Wie Kandid in einem schönen Schlosse erzogen wurde und wie man ihn von dannen jagte.

[39] Im Schlosse des Freiherrn v. Thundertentronckh in Westfalen lebte um die Mitte des 18. Jahrhunderts ein junger Bursche, der von Natur die Sanftmuth selbst war. Seine Gesichtszüge waren der Spiegel seiner Seele. Er besaß eine ziemlich richtige Urtheilskraft und ein Gemüth ohne Arg und Falsch; aus diesem Grunde vermuthlich nannte man ihn Kandid. Die ältern Bedienten des Hauses hatten ihn in starkem Verdacht, der Sohn einer Schwester des Freiherrn und eines braven, ehrenwerthen Edelmannes aus der Nachbarschaft zu sein, zur Vermählung mit welchem sich das Fräulein nicht hatte entschließen können, weil er nun einundsiebenzig Ahnen aufzuweisen vermochte, und die Wurzel seines Stammbaums durch den zerstörenden Zahn der Zeit verloren gegangen war.

Der Freiherr war einer der ansehnlichsten Landedelleute Westfalens, denn sein Schloß war mit Thorweg und[39] Fenstern versehen, ja den großen Saal zierte sogar eine Tapete. Alle Hunde seines Viehhofes machten im Nothfall eine Meute aus; die Stallknechte waren seine Bereiter, der Dorfpastor war sein Großalmosenier; sie nannten ihn alle »Gnädiger Herr« und lachten, wenn er Anekdoten erzählte.

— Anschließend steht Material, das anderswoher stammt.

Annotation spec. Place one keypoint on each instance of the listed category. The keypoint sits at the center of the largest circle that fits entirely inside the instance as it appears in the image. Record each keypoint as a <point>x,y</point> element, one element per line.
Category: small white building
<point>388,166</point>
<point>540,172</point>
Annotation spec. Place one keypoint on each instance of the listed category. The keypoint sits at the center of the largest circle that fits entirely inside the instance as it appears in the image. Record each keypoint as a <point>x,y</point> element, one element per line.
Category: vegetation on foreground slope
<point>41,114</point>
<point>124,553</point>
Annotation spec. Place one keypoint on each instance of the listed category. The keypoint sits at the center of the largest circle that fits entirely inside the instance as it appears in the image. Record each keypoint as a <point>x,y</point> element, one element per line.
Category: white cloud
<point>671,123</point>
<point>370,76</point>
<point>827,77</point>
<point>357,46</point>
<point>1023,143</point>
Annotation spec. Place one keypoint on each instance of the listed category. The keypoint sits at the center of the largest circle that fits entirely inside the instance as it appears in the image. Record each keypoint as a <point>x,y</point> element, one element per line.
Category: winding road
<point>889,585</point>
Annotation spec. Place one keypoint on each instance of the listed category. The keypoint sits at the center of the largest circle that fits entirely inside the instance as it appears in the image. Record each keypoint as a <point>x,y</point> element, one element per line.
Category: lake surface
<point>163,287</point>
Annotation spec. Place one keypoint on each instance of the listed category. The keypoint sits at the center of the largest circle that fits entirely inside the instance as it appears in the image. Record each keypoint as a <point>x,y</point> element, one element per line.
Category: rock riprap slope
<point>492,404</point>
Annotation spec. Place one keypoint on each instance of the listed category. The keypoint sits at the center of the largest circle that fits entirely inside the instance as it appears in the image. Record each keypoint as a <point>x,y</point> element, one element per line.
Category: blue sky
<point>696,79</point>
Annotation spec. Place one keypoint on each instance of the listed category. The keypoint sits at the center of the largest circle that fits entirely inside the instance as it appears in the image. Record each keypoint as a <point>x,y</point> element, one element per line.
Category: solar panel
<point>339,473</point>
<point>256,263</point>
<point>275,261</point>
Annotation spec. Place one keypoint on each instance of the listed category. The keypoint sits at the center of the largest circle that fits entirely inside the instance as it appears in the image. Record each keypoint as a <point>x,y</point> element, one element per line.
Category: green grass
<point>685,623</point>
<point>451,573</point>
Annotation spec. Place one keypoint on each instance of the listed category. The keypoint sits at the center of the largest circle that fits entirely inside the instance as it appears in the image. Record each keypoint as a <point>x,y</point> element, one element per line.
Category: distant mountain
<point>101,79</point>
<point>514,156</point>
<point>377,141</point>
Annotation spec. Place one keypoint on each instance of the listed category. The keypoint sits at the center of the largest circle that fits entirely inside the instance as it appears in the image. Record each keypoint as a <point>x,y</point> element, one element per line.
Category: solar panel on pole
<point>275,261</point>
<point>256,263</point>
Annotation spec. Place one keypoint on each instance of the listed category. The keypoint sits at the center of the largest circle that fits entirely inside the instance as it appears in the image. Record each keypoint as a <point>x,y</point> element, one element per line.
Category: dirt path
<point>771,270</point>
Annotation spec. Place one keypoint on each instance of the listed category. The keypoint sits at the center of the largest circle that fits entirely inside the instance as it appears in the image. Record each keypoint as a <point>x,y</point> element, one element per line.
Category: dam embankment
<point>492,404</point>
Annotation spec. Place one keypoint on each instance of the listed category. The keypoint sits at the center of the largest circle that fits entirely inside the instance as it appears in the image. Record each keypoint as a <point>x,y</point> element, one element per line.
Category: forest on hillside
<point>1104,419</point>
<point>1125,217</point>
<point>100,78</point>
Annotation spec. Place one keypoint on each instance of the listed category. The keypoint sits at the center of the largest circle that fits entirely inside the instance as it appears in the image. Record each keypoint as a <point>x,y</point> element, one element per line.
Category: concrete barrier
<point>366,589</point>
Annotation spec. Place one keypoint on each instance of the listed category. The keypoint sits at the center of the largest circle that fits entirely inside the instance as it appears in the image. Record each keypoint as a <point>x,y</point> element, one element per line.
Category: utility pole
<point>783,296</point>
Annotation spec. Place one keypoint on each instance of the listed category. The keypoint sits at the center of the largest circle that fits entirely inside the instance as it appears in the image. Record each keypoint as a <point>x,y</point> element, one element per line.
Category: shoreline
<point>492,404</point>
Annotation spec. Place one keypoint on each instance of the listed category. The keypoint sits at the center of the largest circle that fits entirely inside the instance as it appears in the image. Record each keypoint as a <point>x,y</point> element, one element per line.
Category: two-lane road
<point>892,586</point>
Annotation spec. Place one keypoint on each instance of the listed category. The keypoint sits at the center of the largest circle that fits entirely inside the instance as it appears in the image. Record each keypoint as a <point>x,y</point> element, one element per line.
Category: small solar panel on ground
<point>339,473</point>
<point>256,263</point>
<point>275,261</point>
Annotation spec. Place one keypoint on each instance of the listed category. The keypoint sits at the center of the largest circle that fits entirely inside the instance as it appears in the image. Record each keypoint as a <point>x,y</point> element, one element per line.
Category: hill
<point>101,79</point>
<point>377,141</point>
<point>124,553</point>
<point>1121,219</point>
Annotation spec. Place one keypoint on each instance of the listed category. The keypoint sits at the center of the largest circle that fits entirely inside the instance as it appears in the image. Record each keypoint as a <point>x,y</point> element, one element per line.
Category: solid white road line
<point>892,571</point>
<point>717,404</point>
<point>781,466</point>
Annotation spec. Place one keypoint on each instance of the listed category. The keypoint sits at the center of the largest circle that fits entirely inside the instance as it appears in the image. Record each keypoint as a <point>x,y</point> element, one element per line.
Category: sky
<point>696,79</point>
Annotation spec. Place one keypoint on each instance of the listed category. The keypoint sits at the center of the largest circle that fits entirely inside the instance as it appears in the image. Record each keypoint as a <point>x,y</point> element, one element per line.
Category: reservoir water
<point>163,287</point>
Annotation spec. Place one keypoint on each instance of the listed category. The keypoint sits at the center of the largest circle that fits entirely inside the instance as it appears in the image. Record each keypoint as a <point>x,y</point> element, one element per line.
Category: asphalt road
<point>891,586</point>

Die gnädige Frau, die etwa 350 Pfund wog, hatte sich dadurch in hohes Ansehen gesetzt und machte bei Gelegenheit die gnädige Wirthin mit einer Würde, wodurch sie noch größere Ehrfurcht einflößte. Ihre siebenzehnjährige Tochter Kunigunde war ein frisches, üppiges, rothwangiges, reizendes Kind. Der Sohn des Freiherrn schien in allen Stücken seines Papas würdig. Der Hauslehrer Pangloß war das Orakel des Hauses, und der kleine Kandid hörte auf seinen Unterricht mit der treuherzigen Leichtgläubigkeit, die sein Alter und seine Gemüthsart mit sich brachte.

Pangloß lehrte die Metaphysikotheologokosmonarrologie. Er bewies auf unübertreffliche Weise, daß es keine Wirkung ohne Ursache gebe, und daß in dieser besten aller möglichen Welten das Schloß des gnädigen Herrn das beste aller möglichen Schlösser und die gnädige Frau die beste aller möglichen gnädigen Freifrauen sei.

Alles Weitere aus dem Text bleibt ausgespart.